I believe enlarging central bank reserves but trying not to increase currency very much is mostly about more debt.
Are there examples where the amount of medium of exchange fell because the amount of demand deposits fell while currency and/or central bank reserves rose?
Get Rid of the Fed,
You wrote:
“What happened when china got official WTO entry?”
Nothing discernable. The positive AS shock had already occurred.
And you wrote:
“If there is increasing output growth and decreasing price inflation, does the amount of medium of exchange in the real economy (meaning central bank reserves don’t count because they can’t be used outside the banking system covered by the fed) need to rise to prevent price deflation?”
Not necessarily. Aggregates really don’t matter. But the results do. (And, central banks don’t face a reserve requirement by definition.)
You wrote:
“So when I try to say that AD is not unlimited and scott sumner says what about zimbabwe, what definition is he using?”
There’s only one definition of AD. Sumner’s using the only one there is.
And you wrote:
“If the fed gives Warren Buffett $100,000 in currency and he doesn’t spend it because he has enough; doesn’t invest it because he doesn’t like the prices and/or opportunites right now; and does not retire, what should that be called?”
The Fed doesn’t give out currency. It buys stuff with currency. But if it buys some of Warren Buffet’s stuff and he chooses to bury it in his mattress that suggests that buying Buffett’s stuff was a bad idea from the standpoint of stimulating AD.
Get Rid of the Fed
I can’t imagine trying to get all my ideas about debt in these posts. So I will try to limit it to a side issue. I do not blame the Fed for the housing bubble. Did they accommodate it, yes, but I do not think it was its target. In fact I do not know why the Fed was doing what it was doing 2003 to 2005. I think part of the ease was a holdover from the damage of 9/11. And I think much of it was the transition from Greenspan to Bernanke. Greenspan may have finally have let the Maestro syndrome effect him. But what ever the reason, Taylor has a quite convincing research showing the Fed remained easier than the Taylor Rule would put them, and that was a change from the 90’s when it seemed to follow the rule closely.

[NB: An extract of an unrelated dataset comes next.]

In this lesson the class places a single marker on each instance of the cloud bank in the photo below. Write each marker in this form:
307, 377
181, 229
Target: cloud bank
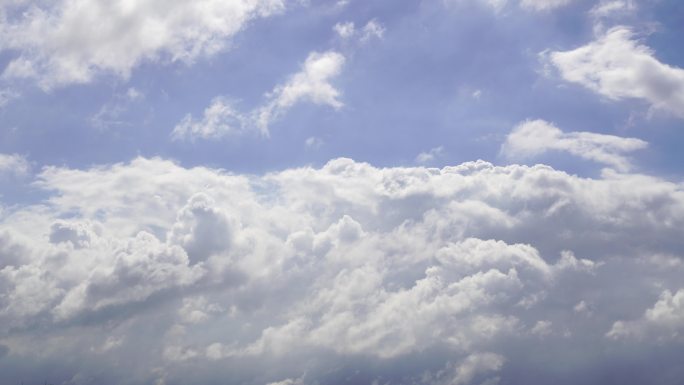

But all said, it was the Federal Government whose laws and regulation was the driving force. It created so many programs to enhance, subsidize, and coerce housing ownership, I know I forgotten some. The biggest was the lifetime tax free profit for most home sales, which then change to every two years. Add to that the banking regulation pressure on banks to provide loans to people whose income simply did not qualify. Then Fanny May and Freddy Mac competing for relevancy and being an absolute source to buy these sub par loans. Everybody was happy until the piper had to be paid. But remember this, all sorts of government agencies had more to do with the bubble than did the Fed itself.
As for debt from deficits, there is no doubt at all, that the deficit was going huge at the start of the recession. But unfortunately, the powers that be decided to run up the deficit through government command economy. It should have caused the deficit by placing greater resources into the hands of those who earn the wealth of the country, the ordinary citizen, by solid and large supply side tax rate cuts. Marginal tax rates, reduced capital gain treatment, and very large reduction of corporate income taxes. (zero would have been great for the last two). That would have created great growth that would have seen the deficits come quickly down, not the trillion dollar ones we now see forever.
I am all for spending cuts, heck, I would love to see the country return to the limited government it was designed but realistically the only way this country can get out of the mess is sustained high growth. With the present President, I have no hope.